Le traitement de la dette des États africains appelle une nécessaire coopération entre les différentes parties. En effet début novembre, la Chine s’est alignée sur les décisions du G20 visant à traiter la dette des pays les plus pauvres dans un cadre adopté par les Ministres des Finances. En rejoignant le programme COVAX de l’OMS, la Chine s’est aussi montrée prête à coopérer avec ses partenaires occidentaux. Les conditions et modalités desdites coopérations sont étudiées.
Nécessité de coopération trilatérale Afrique – France – Chine
Cette année, les présidents XI Jinping et Emanuel MACRON ont à plusieurs reprises réitérés leurs volontés de coopérer et d’alimenter les relations « Afrique – France – Chine ». Récemment, la déclaration conjointe de coopération sur les investissements en marché tiers a ouvert la voie à d’avantage de partenariats franco-chinois avec et en Afrique.
Parmi les grands projets trilatéraux figurent le terminal Tincan du port de Lagos au Nigéria qui a fait l’objet d’un consortium entre le groupe Bolloré, des partenariats chinois (China Merchants Holding International (CMHI) et China Africa Development Fund (CADF). Il est également à mentionner les travaux de dépollution de la Baie de Hann, une initiative combinée de la ville de Dakar, des ambassades françaises et chinoises au Sénégal. Enfin, ZTE, Huawei et Orange coopèrent régulièrement en matière de télécommunications.
Les hauts dirigeants encouragent leurs entreprises respectives à s’implanter sur le continent, en ce sens, elles sont les principales composantes et reflets des coopérations.
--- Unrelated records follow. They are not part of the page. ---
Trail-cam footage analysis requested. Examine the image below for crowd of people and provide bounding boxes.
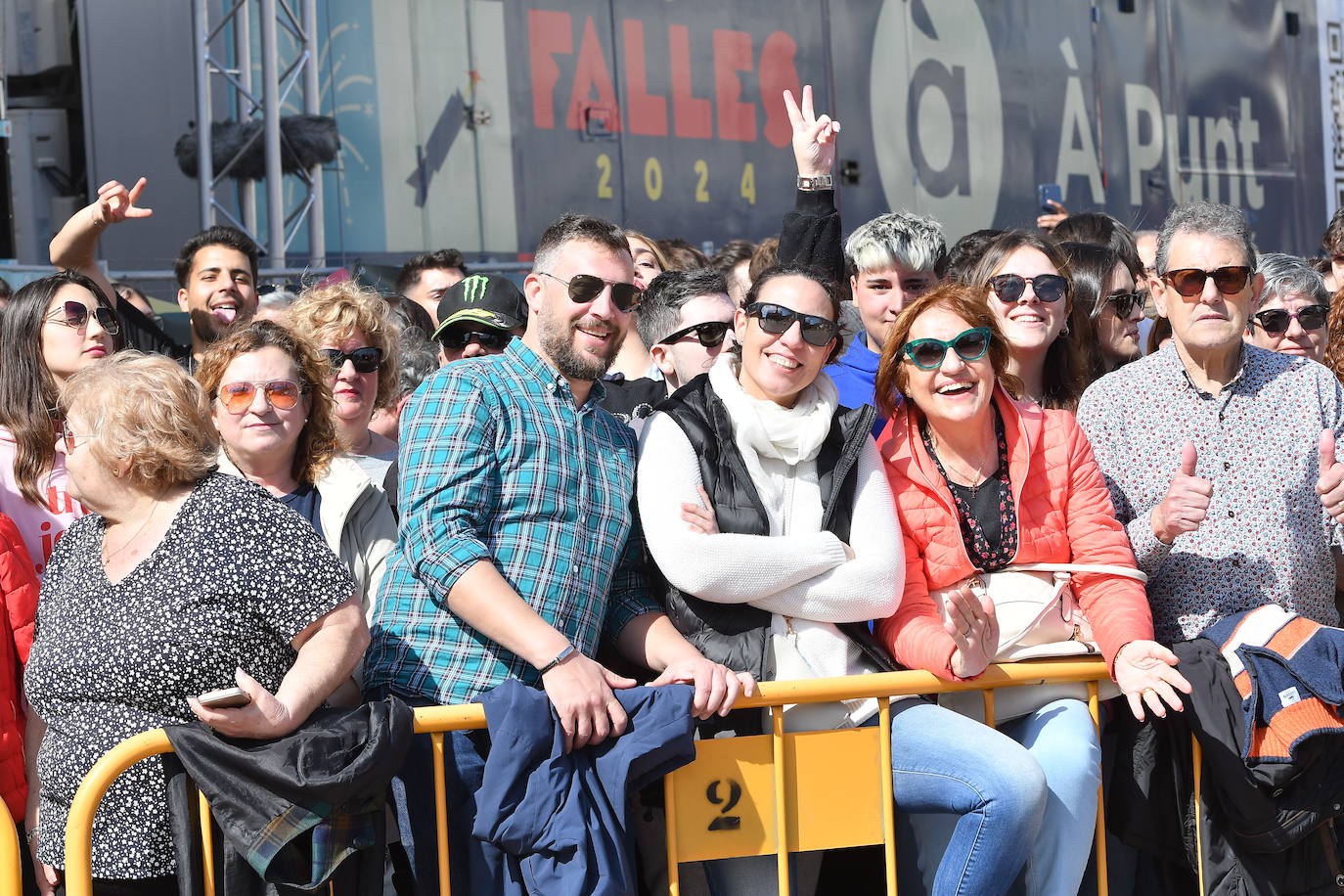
[0,89,1344,896]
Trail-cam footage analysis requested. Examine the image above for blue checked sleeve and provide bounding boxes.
[603,517,662,645]
[398,370,500,607]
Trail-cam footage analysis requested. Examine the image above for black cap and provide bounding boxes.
[432,274,527,338]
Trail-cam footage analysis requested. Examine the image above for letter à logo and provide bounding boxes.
[870,0,1004,234]
[463,274,491,303]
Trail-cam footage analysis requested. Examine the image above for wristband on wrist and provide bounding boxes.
[536,644,576,676]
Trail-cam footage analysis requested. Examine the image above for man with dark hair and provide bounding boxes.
[172,224,261,361]
[396,248,468,327]
[364,215,752,893]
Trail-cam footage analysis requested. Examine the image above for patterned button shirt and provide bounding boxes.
[1078,345,1344,642]
[364,339,661,704]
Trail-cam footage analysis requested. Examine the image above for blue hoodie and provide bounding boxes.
[826,332,887,438]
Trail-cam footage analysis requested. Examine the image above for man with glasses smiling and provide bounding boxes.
[1078,202,1344,642]
[603,267,736,429]
[364,215,754,893]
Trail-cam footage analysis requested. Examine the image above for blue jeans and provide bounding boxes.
[705,699,1048,896]
[999,699,1100,896]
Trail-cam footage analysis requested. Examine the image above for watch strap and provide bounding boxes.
[536,644,578,676]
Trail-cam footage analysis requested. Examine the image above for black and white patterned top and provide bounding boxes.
[24,472,355,877]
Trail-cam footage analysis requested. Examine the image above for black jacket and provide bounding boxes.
[648,375,896,732]
[164,697,413,896]
[1107,638,1344,896]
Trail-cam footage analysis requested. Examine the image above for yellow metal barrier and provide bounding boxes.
[0,799,22,896]
[63,658,1107,896]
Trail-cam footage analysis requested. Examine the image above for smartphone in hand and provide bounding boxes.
[197,688,251,709]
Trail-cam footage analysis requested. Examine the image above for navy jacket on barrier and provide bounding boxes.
[470,680,694,896]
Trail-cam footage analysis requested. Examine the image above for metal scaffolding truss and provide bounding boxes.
[192,0,327,267]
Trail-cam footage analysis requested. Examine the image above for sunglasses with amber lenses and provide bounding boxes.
[1163,265,1251,298]
[219,381,304,414]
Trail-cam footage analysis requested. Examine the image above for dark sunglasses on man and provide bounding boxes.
[323,345,383,374]
[989,274,1068,305]
[536,270,644,313]
[746,302,840,348]
[658,321,733,348]
[438,329,514,350]
[43,299,121,336]
[1251,305,1330,336]
[1163,265,1251,298]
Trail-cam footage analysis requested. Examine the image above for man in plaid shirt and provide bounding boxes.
[364,215,754,892]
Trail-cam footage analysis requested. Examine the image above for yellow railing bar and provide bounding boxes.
[0,799,22,896]
[66,657,1112,896]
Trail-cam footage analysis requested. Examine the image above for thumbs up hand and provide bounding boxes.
[1316,429,1344,522]
[1150,439,1215,544]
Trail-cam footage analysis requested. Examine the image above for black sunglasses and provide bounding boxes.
[323,345,383,374]
[1163,266,1251,298]
[1093,291,1147,320]
[746,302,840,348]
[658,321,733,348]
[536,270,644,313]
[901,327,991,371]
[1251,305,1330,336]
[989,274,1068,305]
[438,329,514,348]
[43,299,121,336]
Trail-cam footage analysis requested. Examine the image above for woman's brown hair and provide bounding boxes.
[197,321,340,485]
[874,281,1021,417]
[966,230,1083,411]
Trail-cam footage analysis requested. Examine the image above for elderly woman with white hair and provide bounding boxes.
[24,352,368,895]
[1246,252,1330,363]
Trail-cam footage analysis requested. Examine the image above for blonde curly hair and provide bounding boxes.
[287,280,400,408]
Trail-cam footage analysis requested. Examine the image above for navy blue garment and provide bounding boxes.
[470,680,694,896]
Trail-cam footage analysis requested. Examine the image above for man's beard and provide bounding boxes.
[542,312,624,381]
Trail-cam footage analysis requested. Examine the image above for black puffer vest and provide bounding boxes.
[648,375,902,681]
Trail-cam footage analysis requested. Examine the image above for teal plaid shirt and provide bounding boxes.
[364,339,661,704]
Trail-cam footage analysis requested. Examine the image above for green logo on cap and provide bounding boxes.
[463,274,491,303]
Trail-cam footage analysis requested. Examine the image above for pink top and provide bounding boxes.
[0,426,87,579]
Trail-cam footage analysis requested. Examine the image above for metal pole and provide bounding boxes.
[261,0,285,267]
[234,3,256,237]
[302,0,327,267]
[192,0,215,230]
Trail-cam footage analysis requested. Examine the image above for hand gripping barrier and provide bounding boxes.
[63,658,1134,896]
[0,799,22,896]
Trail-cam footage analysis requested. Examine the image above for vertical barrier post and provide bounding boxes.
[877,697,896,896]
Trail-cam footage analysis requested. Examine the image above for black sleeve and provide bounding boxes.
[780,190,848,285]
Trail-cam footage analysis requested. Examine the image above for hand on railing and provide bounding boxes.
[1115,641,1192,721]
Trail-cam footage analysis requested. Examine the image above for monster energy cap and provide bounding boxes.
[432,274,527,338]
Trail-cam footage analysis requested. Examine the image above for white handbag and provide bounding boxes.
[938,562,1147,723]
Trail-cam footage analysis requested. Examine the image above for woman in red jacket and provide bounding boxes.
[876,284,1189,895]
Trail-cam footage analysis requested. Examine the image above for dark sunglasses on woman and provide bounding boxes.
[746,302,840,348]
[43,299,121,336]
[658,321,733,348]
[1251,305,1330,336]
[219,381,304,414]
[1163,266,1251,298]
[1093,291,1147,320]
[438,329,514,349]
[901,327,991,371]
[538,270,644,312]
[989,274,1068,305]
[323,345,383,374]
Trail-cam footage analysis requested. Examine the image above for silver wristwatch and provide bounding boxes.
[798,175,834,194]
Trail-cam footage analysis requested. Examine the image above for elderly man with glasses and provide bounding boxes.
[1078,202,1344,642]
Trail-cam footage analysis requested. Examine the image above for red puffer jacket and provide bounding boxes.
[877,387,1153,681]
[0,514,37,821]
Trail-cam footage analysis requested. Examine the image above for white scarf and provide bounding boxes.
[709,352,840,529]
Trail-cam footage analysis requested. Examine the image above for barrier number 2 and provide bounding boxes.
[704,778,741,830]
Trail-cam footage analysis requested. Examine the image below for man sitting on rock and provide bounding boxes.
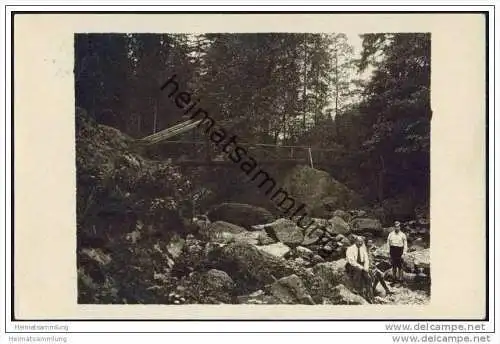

Ces dernières font l’objet de résultats encourageants mais encore insuffisants…
Des progrès à accomplir, des initiatives à prendre
La discussion qui a suivi la présentation de l’Ambassadeur a mis en évidence certains points.
Les visions des entreprises françaises et chinoises demeurent largement divergentes car les unes craignent de faciliter la conquête des marchés africains, les autres d’être entravées dans leurs avancées.
Cette divergence des visons alimente une défiance chronique et un manque de confiance entre les entreprises. Il va de soi que peu de réalisations tangibles ne sont envisageables dans cette atmosphère.
Celles citées par l’Ambassadeur sont réelles mais encore peu nombreuses. Il est primordial d’ouvrir les discussions et d’échanger sur les problèmes concrets que les entreprises peuvent être amenées à rencontrer sur le « terrain » (mise en application des diverses normes, adaptations aux contraintes nationales respectives, ajustement des règles de conformité, transfert de propriété…). Sur ce point, il est primordial que les États africains, chinois et français s’alignent sur un corpus de règles élaboré par tous et applicable à tous. Un standard réglementaire inspiré des normes de l’OCDE et adapté aux réalités du continent africain pourrait donner un regain à cette coopération tripartite et arbitrer en cas de différends.
Enfin, tenir compte des préoccupations et des scepticismes des entreprises françaises, chinoises et africaines implique des initiatives concrètes dans le respect des intérêts respectifs. Dans cette optique les acteurs n’auraient-ils pas tout intérêt avec les soutiens des gouvernements à élaborer une plateforme numérique entrepreneuriale ? Une structure pont entre les entités permettrait dans un premier temps de décrisper les relations (par l’échange et le partage d’expérience notamment), pour petit à petit bâtir une atmosphère de confiance, socle de tout partenariat et coopération durable.